Custom Scheduler Kubernetes Guide

💡 Quick Answer: Deploy a custom scheduler alongside the default scheduler using schedulerName in pod specs. Use scheduler profiles for lightweight customization (scoring weights, filters) or a full custom scheduler for complex logic like topology-aware GPU placement.

The Problem

The default scheduler optimizes for general-purpose workloads, but AI/ML workloads need topology-aware GPU placement, gang scheduling, and bin-packing. Rather than replacing the default scheduler, you can run multiple schedulers and assign workloads to the appropriate one.

The Solution

Scheduler Profiles (Lightweight Customization)

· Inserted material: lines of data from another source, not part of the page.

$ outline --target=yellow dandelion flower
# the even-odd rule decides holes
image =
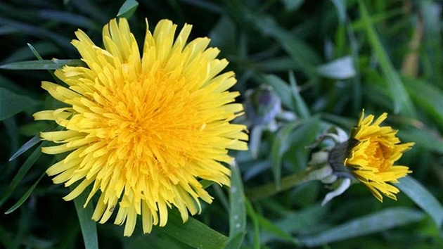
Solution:
[[[381,193],[397,200],[395,194],[399,191],[389,183],[397,183],[399,178],[411,171],[406,166],[394,165],[394,162],[414,143],[399,143],[400,139],[395,136],[397,130],[380,126],[387,117],[386,113],[375,122],[372,115],[364,117],[364,110],[351,134],[345,165],[380,201],[383,200]]]
[[[158,23],[147,31],[143,51],[127,20],[112,20],[103,29],[105,49],[82,30],[72,44],[87,67],[65,66],[56,75],[69,87],[44,82],[42,87],[68,106],[44,110],[35,120],[53,120],[63,131],[41,133],[60,145],[43,152],[70,152],[47,170],[56,184],[78,185],[65,200],[92,184],[85,206],[98,191],[92,219],[105,222],[114,210],[115,223],[133,233],[138,215],[143,230],[165,226],[168,208],[183,221],[200,210],[200,200],[212,198],[199,183],[207,179],[229,185],[228,149],[247,150],[245,127],[231,124],[243,114],[235,103],[238,92],[233,72],[208,48],[208,38],[186,42],[191,25],[174,39],[176,25]]]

apiVersion: kubescheduler.config.k8s.io/v1
kind: KubeSchedulerConfiguration
profiles:
  - schedulerName: default-scheduler
    pluginConfig:
      - name: NodeResourcesFit
        args:
          scoringStrategy:
            type: LeastAllocated
  - schedulerName: gpu-scheduler
    pluginConfig:
      - name: NodeResourcesFit
        args:
          scoringStrategy:
            type: MostAllocated
            resources:
              - name: nvidia.com/gpu
                weight: 10
              - name: cpu
                weight: 1

Using a Specific Scheduler

apiVersion: apps/v1
kind: Deployment
metadata:
  name: gpu-workload
spec:
  template:
    spec:
      schedulerName: gpu-scheduler
      containers:
        - name: training
          resources:
            limits:
              nvidia.com/gpu: 4

Scheduler Extender Webhook

apiVersion: kubescheduler.config.k8s.io/v1
kind: KubeSchedulerConfiguration
extenders:
  - urlPrefix: "https://scheduler-extender.kube-system:8443"
    filterVerb: "filter"
    prioritizeVerb: "prioritize"
    weight: 5
    enableHTTPS: true
    httpTimeout: 10s
    managedResources:
      - name: nvidia.com/gpu
        ignoredByScheduler: false

graph TD
    POD[New Pod<br/>schedulerName: gpu-scheduler] --> FILTER[Filter Phase<br/>Find feasible nodes]
    FILTER --> SCORE[Score Phase<br/>MostAllocated for GPUs]
    SCORE --> EXTENDER[Extender Webhook<br/>Topology check]
    EXTENDER --> BIND[Bind to best node]
    
    POD2[Regular Pod<br/>schedulerName: default] --> DEFAULT[Default Scheduler<br/>LeastAllocated]

Common Issues

Pods stuck Pending with custom scheduler

Check the custom scheduler is running: kubectl get pods -n kube-system | grep scheduler. Verify schedulerName matches exactly.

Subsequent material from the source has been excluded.